Турин замер, слушая и боясь прервать его: таким необыкновенным и знакомым показался ему разведчик с открытым сердцем, с незабудковой душой. Когда тень ближнего вяза отошла от них, эльф приподнялся и, прищурив глаза, всмотрелся куда-то в даль, которая для Турина осталась сумеречно-пряным туманом. Точно ждал сигнала. Не дождавшись, он свистнул – откликнулись только травы, и Глинтир вздохнул:
– Значит, мой друг улетел дальше на юг, прочь от зла. Должно быть, он сейчас поёт где-то в долинах ив, где ещё остались зелёные листья и ветер не спешит урвать свою долю.
– Там был соловей? — Догадался, сам себе удивляясь, Турин.
– Был. Совсем непростая птица! Он меня выручил, спас от стрел.
– Это как же?
— В то время их свист стал слишком частым, — Глинтир прикрыл глаза, вспоминая. Он остановился, ища, сколько слов ему пригодится, и немного погодя продолжил:
– Ни днём, ни ночью я не ведал спасенья. Тяжелее и дольше проходили минуты мира. И тогда я бежал на этот луг, летом, и услыхал его. Вон в том кусте, — Он указал, и Турин пригляделся, — Далеко, но ясно и смело. Я не видел певца.
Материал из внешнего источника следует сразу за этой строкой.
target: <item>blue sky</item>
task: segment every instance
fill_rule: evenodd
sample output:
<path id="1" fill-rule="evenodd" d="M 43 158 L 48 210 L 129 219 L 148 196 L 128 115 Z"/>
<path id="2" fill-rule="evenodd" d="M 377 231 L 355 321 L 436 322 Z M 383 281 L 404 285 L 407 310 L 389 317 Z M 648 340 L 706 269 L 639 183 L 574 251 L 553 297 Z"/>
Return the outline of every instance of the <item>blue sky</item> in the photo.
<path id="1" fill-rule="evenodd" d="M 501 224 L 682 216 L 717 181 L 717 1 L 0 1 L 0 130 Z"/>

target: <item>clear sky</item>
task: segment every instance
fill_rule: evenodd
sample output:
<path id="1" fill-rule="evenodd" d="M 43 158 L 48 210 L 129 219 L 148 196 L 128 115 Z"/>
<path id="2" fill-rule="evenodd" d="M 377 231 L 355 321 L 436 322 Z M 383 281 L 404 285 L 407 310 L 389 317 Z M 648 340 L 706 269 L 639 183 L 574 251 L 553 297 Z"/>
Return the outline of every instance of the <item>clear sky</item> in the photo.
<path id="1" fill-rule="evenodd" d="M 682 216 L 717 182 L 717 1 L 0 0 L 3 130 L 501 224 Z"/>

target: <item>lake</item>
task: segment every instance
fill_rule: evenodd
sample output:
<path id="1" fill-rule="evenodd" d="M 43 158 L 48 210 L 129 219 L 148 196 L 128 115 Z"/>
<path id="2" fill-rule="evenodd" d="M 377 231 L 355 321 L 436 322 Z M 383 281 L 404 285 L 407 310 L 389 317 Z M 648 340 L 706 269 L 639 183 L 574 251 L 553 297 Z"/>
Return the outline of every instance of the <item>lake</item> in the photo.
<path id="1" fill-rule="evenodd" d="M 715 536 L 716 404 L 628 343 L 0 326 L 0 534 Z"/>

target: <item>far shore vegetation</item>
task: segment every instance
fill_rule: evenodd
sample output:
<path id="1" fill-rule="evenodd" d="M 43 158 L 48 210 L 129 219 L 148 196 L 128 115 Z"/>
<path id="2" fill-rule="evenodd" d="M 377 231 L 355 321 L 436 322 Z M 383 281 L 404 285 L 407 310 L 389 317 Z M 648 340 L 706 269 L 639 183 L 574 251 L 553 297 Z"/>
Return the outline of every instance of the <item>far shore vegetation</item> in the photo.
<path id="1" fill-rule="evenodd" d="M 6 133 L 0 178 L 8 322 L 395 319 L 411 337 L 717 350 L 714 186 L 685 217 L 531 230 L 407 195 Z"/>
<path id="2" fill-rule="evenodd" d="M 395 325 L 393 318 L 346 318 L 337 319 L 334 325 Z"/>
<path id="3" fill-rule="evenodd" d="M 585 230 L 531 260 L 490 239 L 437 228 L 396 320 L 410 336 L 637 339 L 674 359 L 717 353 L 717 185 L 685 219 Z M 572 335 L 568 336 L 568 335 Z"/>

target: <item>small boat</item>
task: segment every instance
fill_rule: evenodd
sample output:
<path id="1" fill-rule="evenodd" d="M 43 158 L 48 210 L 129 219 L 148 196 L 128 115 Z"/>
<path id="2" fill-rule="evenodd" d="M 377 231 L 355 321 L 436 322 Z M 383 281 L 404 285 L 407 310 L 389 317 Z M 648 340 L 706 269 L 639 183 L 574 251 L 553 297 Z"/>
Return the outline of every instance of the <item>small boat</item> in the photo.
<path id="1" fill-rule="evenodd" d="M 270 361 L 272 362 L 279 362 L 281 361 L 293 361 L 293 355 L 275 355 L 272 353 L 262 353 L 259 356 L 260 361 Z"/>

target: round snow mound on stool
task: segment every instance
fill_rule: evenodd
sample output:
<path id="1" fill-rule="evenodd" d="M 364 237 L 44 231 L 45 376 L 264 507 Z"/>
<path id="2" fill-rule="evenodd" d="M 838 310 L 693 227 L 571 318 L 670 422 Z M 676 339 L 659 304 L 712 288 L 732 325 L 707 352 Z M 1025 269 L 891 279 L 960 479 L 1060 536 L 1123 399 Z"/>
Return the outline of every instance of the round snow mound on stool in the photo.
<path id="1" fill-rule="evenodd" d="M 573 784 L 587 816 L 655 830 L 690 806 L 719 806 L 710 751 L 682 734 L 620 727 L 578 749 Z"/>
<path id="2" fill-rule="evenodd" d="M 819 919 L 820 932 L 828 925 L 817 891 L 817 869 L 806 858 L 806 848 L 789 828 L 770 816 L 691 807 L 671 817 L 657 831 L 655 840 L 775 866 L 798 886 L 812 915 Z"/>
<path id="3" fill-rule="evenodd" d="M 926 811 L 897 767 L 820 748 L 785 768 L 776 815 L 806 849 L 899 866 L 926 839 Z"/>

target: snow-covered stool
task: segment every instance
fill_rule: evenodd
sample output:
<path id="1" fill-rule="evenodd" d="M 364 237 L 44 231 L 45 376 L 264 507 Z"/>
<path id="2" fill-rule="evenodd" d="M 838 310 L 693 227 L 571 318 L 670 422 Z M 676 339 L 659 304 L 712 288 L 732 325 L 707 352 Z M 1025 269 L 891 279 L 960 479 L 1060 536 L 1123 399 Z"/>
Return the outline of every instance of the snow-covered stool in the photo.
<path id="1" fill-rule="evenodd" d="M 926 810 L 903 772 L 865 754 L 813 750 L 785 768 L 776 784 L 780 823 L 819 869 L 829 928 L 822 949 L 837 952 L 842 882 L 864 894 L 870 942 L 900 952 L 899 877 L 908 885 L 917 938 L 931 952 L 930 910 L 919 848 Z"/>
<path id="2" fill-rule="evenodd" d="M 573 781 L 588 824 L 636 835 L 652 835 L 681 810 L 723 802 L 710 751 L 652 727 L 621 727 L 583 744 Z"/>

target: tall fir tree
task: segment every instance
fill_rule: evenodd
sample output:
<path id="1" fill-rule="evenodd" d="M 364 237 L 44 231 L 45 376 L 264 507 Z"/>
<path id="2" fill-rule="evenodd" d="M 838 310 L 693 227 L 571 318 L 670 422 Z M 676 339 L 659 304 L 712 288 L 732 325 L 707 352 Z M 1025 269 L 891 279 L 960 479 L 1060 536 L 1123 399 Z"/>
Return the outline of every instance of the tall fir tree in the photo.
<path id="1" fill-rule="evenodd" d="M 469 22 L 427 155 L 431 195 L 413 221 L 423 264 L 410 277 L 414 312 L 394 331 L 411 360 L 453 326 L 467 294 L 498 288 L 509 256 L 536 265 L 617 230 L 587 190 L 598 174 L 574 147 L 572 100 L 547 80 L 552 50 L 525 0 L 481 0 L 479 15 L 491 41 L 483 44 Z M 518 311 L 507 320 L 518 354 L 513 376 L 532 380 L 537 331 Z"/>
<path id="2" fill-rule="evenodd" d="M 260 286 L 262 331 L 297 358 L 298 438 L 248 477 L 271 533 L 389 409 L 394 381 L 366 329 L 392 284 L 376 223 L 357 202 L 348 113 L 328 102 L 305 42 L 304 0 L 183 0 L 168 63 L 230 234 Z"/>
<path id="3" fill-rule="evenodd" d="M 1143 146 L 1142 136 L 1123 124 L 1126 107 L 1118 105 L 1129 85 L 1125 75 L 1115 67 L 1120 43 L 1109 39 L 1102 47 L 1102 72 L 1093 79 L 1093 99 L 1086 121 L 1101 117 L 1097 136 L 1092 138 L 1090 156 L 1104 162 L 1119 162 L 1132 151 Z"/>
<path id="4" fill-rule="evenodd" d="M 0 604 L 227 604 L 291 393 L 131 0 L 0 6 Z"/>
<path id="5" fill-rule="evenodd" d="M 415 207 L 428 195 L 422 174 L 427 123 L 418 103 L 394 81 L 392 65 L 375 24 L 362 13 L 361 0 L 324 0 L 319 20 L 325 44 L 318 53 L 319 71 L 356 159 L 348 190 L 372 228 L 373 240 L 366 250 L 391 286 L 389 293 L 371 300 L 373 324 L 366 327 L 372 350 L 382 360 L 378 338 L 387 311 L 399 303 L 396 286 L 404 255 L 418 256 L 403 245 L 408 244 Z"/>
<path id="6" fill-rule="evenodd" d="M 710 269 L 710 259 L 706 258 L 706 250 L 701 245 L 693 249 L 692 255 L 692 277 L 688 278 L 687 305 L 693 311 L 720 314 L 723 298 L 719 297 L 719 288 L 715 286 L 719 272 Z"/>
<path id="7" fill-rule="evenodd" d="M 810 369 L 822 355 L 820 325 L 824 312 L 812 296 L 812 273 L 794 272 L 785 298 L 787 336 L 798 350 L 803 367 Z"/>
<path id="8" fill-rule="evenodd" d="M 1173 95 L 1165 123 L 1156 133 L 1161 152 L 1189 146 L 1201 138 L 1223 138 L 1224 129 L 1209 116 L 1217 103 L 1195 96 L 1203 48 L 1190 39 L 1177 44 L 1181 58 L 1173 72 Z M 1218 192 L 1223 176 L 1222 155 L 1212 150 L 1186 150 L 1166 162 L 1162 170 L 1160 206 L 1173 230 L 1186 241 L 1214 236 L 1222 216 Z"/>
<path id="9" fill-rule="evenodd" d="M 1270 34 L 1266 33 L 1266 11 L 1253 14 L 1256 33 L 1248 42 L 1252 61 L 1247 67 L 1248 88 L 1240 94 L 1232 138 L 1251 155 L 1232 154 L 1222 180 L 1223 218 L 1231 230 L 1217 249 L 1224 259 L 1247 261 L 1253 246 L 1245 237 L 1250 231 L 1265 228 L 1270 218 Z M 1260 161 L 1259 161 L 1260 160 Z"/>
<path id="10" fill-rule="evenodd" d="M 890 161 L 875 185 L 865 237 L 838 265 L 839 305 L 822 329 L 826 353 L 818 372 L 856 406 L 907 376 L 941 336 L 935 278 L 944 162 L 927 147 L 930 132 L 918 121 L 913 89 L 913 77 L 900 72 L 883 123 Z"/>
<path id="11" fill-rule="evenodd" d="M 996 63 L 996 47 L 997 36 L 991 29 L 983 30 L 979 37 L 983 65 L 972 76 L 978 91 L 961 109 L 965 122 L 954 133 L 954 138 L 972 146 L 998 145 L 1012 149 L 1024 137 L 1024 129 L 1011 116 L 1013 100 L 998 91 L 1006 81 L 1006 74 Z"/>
Полагаю, он скрылся в листве... Но я свистнул ему в ответ, и с тех пор мы понимали друг друга с полузвука!
– А я представил это несколько иначе...
– Вижу, — Улыбнулся Глинтир. — И тебя бы он спас. Печально, что вы друг друга не застали.
Турин тогда сказал, что они оба могут свистеть по-птичьи – и две песни распушили перья над лугом.
– Только ты поёшь по-северному, — Заметил Глинтир, — А я – по-южному.
– А есть разница?
– Конечно! Прислушайся...
Тогда они свистели по очереди: и Турин вслушивался в тончайшие перемены, всматривался, считал скорость, думал о голосе. И, сам заводя песню, думал – как же он привык? Соловьи ли там пели иначе, или же те, кто вторил им, делали это по-разному?
Теперь луг пустел, оставленный в нескольких лигах за спинами путников, траурно-белый и кроткий.
– Невозможно, — Бормотал Турин, пиная снег. — Это был не он...
Глормегиль едва поспевал за ним и устало откликался:
– Но, кажется мне, это правда... Да и слова колдуна, что бы они ни значили – не обнадёживают.
Эрдал шёл дальше позади и, как людям казалось, вовсе не внимал их разговору. Турин, стараясь оторваться от спутников, отчаянно вспоминал и спорил сам с собой: "Он не мог..! Слишком горячо, слишком светло он любил жизнь и Средиземье, чтобы расстаться с ними по собственной воле...".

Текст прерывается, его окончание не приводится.